$f$-GAIL: Learning $f$-Divergence for Generative Adversarial Imitation Learning
This work addresses the challenge of improving imitation learning efficiency and performance for robotics and control applications, though it is incremental as it builds on existing GAIL frameworks.
The paper tackles the problem of selecting an appropriate divergence measure for imitation learning by proposing $f$-GAIL, which automatically learns an $f$-divergence from expert demonstrations, resulting in better policies with higher data efficiency across six physics-based control tasks.
Imitation learning (IL) aims to learn a policy from expert demonstrations that minimizes the discrepancy between the learner and expert behaviors.
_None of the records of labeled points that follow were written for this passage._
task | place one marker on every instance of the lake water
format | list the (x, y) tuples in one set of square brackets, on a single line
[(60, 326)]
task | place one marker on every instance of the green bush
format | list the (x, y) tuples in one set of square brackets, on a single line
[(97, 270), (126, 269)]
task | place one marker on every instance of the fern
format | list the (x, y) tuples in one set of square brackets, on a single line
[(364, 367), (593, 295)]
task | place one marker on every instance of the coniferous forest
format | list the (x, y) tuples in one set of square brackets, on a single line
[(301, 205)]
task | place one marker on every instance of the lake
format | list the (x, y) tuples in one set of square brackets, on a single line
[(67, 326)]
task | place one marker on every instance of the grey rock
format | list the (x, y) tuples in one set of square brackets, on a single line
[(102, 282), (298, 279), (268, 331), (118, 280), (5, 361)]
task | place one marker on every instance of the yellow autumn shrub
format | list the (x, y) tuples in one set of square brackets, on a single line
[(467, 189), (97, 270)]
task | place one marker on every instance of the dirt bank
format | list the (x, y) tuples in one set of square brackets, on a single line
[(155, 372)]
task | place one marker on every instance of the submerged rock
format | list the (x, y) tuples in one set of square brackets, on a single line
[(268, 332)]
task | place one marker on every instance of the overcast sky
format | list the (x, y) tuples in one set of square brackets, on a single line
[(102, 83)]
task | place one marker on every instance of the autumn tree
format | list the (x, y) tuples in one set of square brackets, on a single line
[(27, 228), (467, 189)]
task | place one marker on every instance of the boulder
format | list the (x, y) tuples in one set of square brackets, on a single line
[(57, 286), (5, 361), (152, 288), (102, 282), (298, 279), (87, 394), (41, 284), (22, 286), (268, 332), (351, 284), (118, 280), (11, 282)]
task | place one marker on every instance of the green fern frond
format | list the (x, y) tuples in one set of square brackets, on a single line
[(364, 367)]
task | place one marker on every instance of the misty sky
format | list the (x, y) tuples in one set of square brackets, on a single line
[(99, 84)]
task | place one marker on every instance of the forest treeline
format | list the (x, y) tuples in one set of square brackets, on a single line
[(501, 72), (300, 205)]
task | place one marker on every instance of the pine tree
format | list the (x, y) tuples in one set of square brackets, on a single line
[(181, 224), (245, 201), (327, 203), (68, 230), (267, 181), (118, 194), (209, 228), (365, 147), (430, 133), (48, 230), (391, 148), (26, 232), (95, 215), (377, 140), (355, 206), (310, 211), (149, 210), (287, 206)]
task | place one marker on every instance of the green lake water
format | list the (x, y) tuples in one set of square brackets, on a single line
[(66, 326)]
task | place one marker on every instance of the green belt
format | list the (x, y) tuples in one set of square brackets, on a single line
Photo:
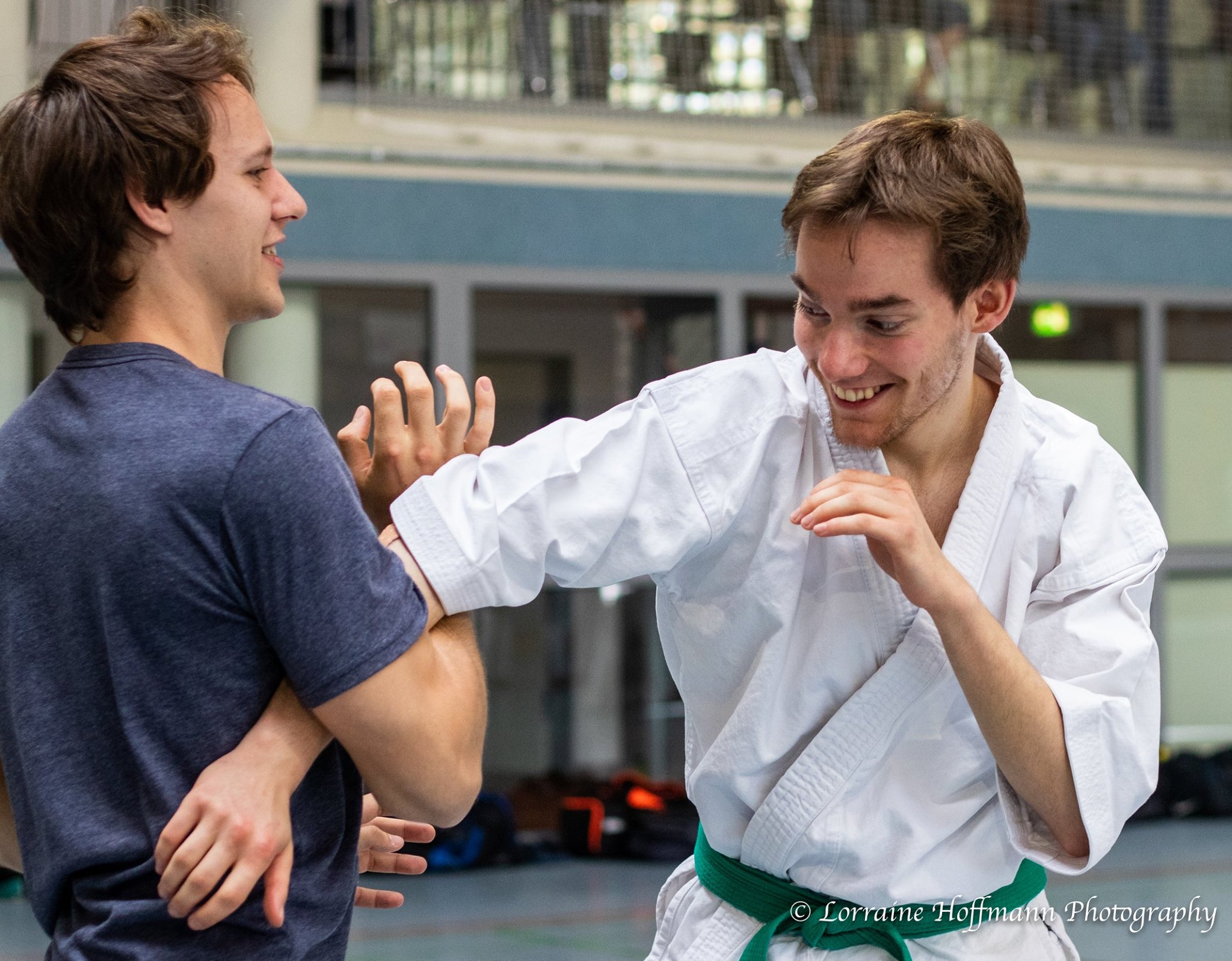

Various imitation learning algorithms have been proposed with different pre-determined divergences to quantify the discrepancy. This naturally gives rise to the following question: Given a set of expert demonstrations, which divergence can recover the expert policy more accurately with higher data efficiency? In this work, we propose $f$-GAIL, a new generative adversarial imitation learning (GAIL) model, that automatically learns a discrepancy measure from the $f$-divergence family as well as a policy capable of producing expert-like behaviors. Compared with IL baselines with various predefined divergence measures, $f$-GAIL learns better policies with higher data efficiency in six physics-based control tasks.